Farpoint Development and Golub & Company teamed up to buy a 1,675-unit Bronzeville development for nearly $180 million, making it both the priciest trade and the one with the most units.
Called Prairie Shores, the complex was also the only one in the South Side to make the top five list, and by far the oldest. The property was completed in 1961.
The other buildings on this year’s list are just a few years old, highlighting a run of large-scale multifamily construction. The rental market in Chicago continued to be an active one in 2019, though deconversions were slightly down from their blistering pace over the previous couple of years when investors were spending big money to transform apartments into condos.
Meanwhile, CA Ventures continued to shed some of its local residential portfolio in 2019. The local developer was the seller in two of this year’s top five multifamily trades.
Combined, the five priciest multifamily sales in Chicago closed at nearly $660 million. That was slightly above 2018’s total.
All sales figures were compiled from Cook County property records from January through early December.
1. 2851 S. King Dr. | $177 million
In November, Farpoint and Golub closed on the purchase, paying just under $177 million for the 1,675-unit Prairie Shores apartment complex south of McCormick Place in Bronzeville. The seller was Draper & Kramer, which built the 20-acre complex about 60 years ago. The sale was originally agreed to in July.
Prairie Shores is the largest multifamily property to sell in Chicago since 2007, when the 2,346-unit Presidential Towers development sold in the West Loop.
2. 1140 S. Wabash Ave. | $117 million
Chicago-based CA Ventures sold its new 26-story South Loop apartment complex, Eleven40, to Diamond Realty Investments for $117 million at the end of March.
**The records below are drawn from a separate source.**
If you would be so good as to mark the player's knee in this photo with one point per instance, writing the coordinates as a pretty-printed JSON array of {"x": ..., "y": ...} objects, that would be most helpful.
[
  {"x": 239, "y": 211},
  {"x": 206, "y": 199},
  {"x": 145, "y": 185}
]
Diamond, the real estate arm of car manufacturer Mitsubishi, used a $76 million acquisition loan from Japanese bank Sumitomo Mitsui to buy the 320-unit complex.
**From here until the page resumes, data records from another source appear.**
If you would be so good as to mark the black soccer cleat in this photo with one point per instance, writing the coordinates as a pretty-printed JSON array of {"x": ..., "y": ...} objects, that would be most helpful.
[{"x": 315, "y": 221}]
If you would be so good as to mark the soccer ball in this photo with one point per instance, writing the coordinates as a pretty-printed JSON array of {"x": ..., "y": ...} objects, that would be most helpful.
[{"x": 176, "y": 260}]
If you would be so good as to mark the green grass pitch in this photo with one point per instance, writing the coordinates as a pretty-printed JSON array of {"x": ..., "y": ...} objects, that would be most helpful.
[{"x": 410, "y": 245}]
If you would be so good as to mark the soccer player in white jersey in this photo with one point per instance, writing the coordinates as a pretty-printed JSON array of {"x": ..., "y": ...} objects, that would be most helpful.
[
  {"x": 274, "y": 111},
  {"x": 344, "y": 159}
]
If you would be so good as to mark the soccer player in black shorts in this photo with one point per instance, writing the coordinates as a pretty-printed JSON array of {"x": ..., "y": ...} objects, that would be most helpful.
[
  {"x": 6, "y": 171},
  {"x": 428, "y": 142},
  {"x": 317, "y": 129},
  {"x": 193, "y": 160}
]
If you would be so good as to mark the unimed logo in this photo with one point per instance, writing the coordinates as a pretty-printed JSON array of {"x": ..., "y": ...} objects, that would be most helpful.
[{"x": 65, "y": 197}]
The building was developed by CA and Keith Giles’ K Giles LLC, and was delivered last year. The property has proven to be a popular one: it was nearly 90 percent leased in four months.
Eleven40 was California-based Diamond’s first multifamily acquisition in the Chicago market.
3. 220 W. Illinois St. | $91 million
When Singapore-based Mapletree Investments bought this River North apartment building for $91 million in January, it planned to turn it into corporate housing. A subsidiary of Mapletree, Los Angeles-based Oakwood, will rent the building’s 188 apartments to business travelers and other extended-stay residents. The 25-story building was acquired from Chicago developer Fred Latsko and Portland firm Gerding Edlen, which first put the apartment tower up for sale in 2017.
Oakwood controls more than 40 extended-stay housing sites in Chicago.
4. 31 E. Ogden Ave. | $89 million
In October, Oak Brook developer JVM Realty paid $89 million for the Uptown La Grange, a luxury apartment complex in the southwest suburbs. Around the same time, JVM landed a $61 million loan from Axa Equitable Life Insurance.
The seller, Minneapolis-based Opus Group, built the 254-unit complex in 2017. Its units range from $1,700 per month for a studio to $4,000 for a three bedroom, according to Zillow.
Uptown La Grange is at least the fifth luxury apartment complex JVM purchased in the Chicago area.
5. 504 N. Green St. | $85.5 million
Newcastle added to its Chicago portfolio of multifamily and retail properties in February when it purchased this River West apartment complex for $85.5 million. The seller was Akara Partners and CA Ventures.
The three-year-old building, formerly known as Kenect, includes 227 units and 13,000 square feet of retail space.
Akara and CA developed the two-building complex with Goldman Sachs, then tried to sell it in 2017 but pulled it from the market when they couldn’t get their price.